Arabba alla luce della mancata apertura della stagione dello sci

Con il permanere della chiusura degli impianti da sci, il consorzio turistico nel cuore delle Dolomiti traccia un primo bilancio economico di cosa ha significato questa ulteriore falsa partenza.

Nel generale disappunto che unisce tutti gli operatori della montagna italiana per la decisione governativa di non consentire l’apertura degli impianti di risalita, il comprensorio di Arabba e di tutta la valle di Fodom vuole esprimere il proprio punto di vista con un giudizio di merito basato su dati concreti.

La decisione di rinvio dell’apertura di domenica scorsa è stata la quinta negli ultimi tre mesi (dopo quella al 3 dicembre, poi al 7 gennaio, quindi al 18 gennaio e al 15 febbraio e ora la proroga al 5 marzo) che hanno costantemente creato aspettative tra gli addetti della montagna e che sono state puntualmente disattese.

 

Nella valle di Fodom, di cui Arabba rappresenta il centro turistico più noto perché villaggio di transito del noto tour Sellaronda, risiedono 1300 abitanti pari a 563 nuclei familiari che per la maggior parte vivono di turismo e del suo indotto. L’attività economica durante l’inverno richiama da fuori provincia un piccolo esercito di operatori: durante i mesi invernali il comparto impiantistico assume 250 addetti a contratto e quello ricettivo, commerciale e dei servizi turistici supera abbondantemente le 630 unità.

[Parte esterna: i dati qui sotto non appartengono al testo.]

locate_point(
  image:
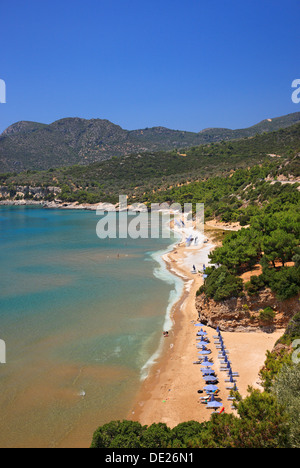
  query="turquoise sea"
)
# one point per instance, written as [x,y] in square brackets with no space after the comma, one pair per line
[81,318]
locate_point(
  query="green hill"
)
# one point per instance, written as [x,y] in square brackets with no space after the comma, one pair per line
[149,175]
[36,146]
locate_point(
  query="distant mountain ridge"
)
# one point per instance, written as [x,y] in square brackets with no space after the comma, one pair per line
[66,142]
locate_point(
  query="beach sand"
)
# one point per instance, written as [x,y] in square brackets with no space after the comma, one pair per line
[170,392]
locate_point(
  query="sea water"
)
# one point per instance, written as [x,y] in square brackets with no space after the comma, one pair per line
[82,319]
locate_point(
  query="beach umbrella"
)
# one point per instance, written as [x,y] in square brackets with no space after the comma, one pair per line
[211,388]
[207,364]
[208,372]
[210,378]
[213,403]
[202,343]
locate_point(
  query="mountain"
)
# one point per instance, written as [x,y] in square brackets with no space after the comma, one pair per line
[71,141]
[140,176]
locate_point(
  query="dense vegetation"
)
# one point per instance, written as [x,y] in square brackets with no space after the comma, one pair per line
[35,146]
[268,419]
[169,176]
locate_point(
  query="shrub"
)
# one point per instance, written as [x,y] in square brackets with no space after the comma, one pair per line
[267,315]
[221,285]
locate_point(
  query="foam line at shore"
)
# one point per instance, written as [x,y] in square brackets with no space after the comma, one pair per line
[161,272]
[171,276]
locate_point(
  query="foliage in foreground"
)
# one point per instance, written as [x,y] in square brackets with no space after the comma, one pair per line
[261,423]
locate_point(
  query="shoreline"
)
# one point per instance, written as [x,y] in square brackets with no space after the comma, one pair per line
[170,392]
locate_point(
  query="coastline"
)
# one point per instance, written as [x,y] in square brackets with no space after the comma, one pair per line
[170,392]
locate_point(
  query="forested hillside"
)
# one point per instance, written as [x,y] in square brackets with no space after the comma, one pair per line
[173,176]
[36,146]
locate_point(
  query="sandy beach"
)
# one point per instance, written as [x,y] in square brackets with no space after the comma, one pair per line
[170,393]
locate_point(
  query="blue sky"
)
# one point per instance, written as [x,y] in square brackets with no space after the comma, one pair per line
[186,65]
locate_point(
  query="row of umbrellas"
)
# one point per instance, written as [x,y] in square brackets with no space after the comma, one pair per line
[208,373]
[225,362]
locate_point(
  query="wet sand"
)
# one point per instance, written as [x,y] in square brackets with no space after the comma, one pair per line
[170,393]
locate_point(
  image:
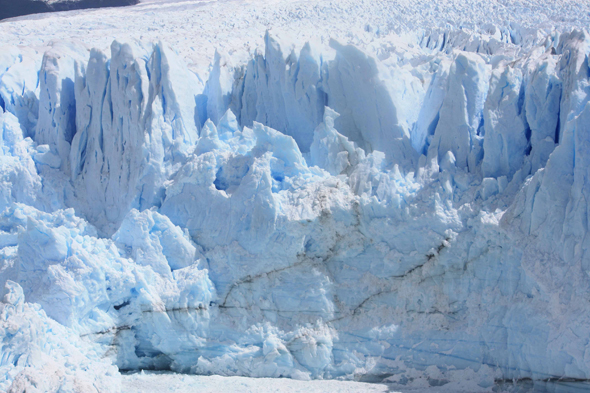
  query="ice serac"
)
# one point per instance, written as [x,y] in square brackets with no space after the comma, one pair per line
[135,122]
[415,214]
[461,114]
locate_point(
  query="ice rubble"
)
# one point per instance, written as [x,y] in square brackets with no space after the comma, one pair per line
[313,213]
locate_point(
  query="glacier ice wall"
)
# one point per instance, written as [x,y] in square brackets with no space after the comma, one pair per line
[417,215]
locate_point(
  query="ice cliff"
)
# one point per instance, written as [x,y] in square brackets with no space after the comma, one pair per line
[417,214]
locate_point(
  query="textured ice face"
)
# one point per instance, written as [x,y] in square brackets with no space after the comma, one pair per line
[313,213]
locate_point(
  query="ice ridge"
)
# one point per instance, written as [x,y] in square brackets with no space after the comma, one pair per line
[312,212]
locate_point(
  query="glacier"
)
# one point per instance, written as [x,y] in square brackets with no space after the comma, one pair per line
[416,214]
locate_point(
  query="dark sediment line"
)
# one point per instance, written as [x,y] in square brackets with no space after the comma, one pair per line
[13,8]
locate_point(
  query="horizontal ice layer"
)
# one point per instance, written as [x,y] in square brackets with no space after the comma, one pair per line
[313,213]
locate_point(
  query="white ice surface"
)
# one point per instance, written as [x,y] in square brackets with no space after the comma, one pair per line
[384,190]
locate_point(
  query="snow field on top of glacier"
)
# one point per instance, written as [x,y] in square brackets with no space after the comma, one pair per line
[334,193]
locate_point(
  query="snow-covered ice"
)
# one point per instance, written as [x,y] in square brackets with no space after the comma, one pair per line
[366,191]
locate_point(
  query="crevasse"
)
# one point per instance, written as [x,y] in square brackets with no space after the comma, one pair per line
[314,212]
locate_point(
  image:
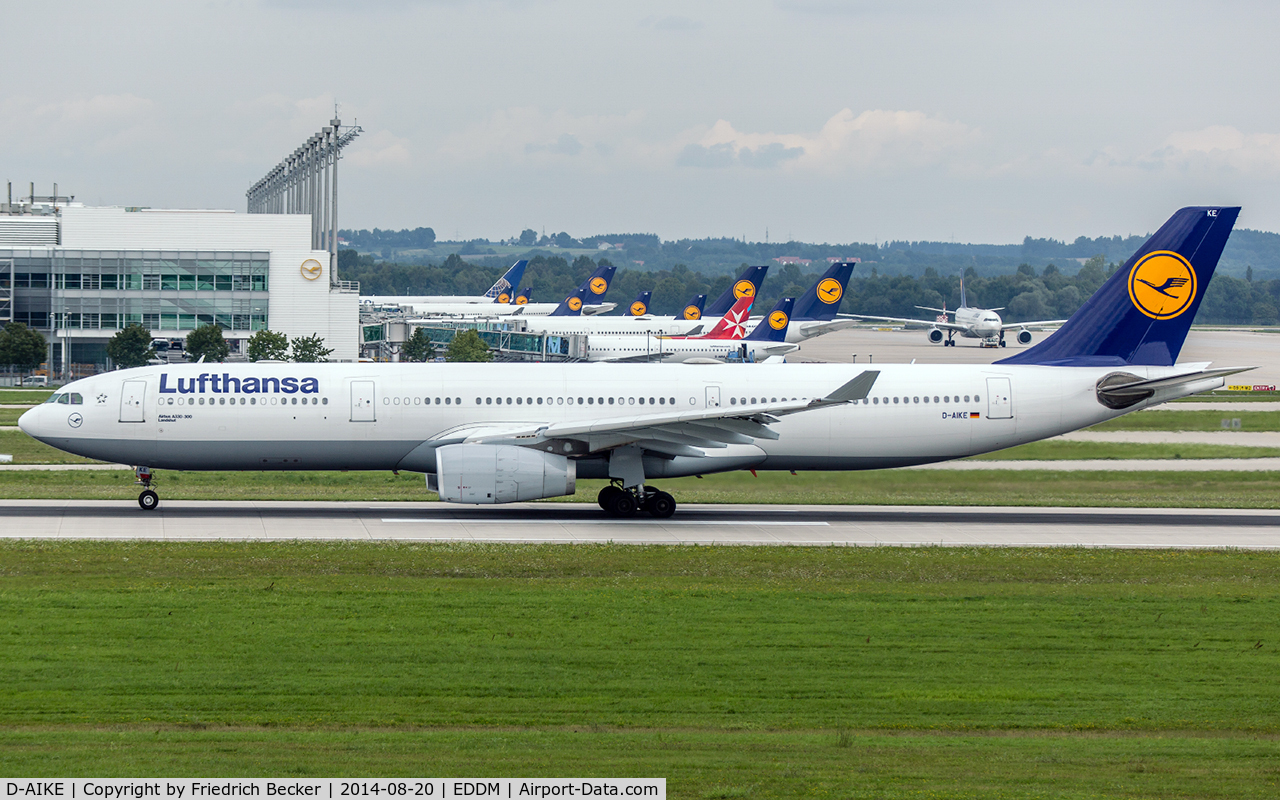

E a ricordare il valore dell’indotto nell’ecosistema dello sci ci pensano i dati di fatturato dell’area di Arabba: nell’anno solare 2019 il fatturato è stato di 29 milioni di Euro, scesi a 23 nell’esercizio scorso, con un calo di presenze del 30%, valori che non comprendono il giro d’affari del comparto impiantistico.

E con gli impianti chiusi, tutta la filiera ne risente: le prenotazioni pervenute nei giorni scorsi si sono trasformate in disdette per ogni categoria coinvolta, da noleggi alle scuole sci (ad Arabba gravitano circa 40 Maestri di Sci), taxi, bar, ristoranti ecc.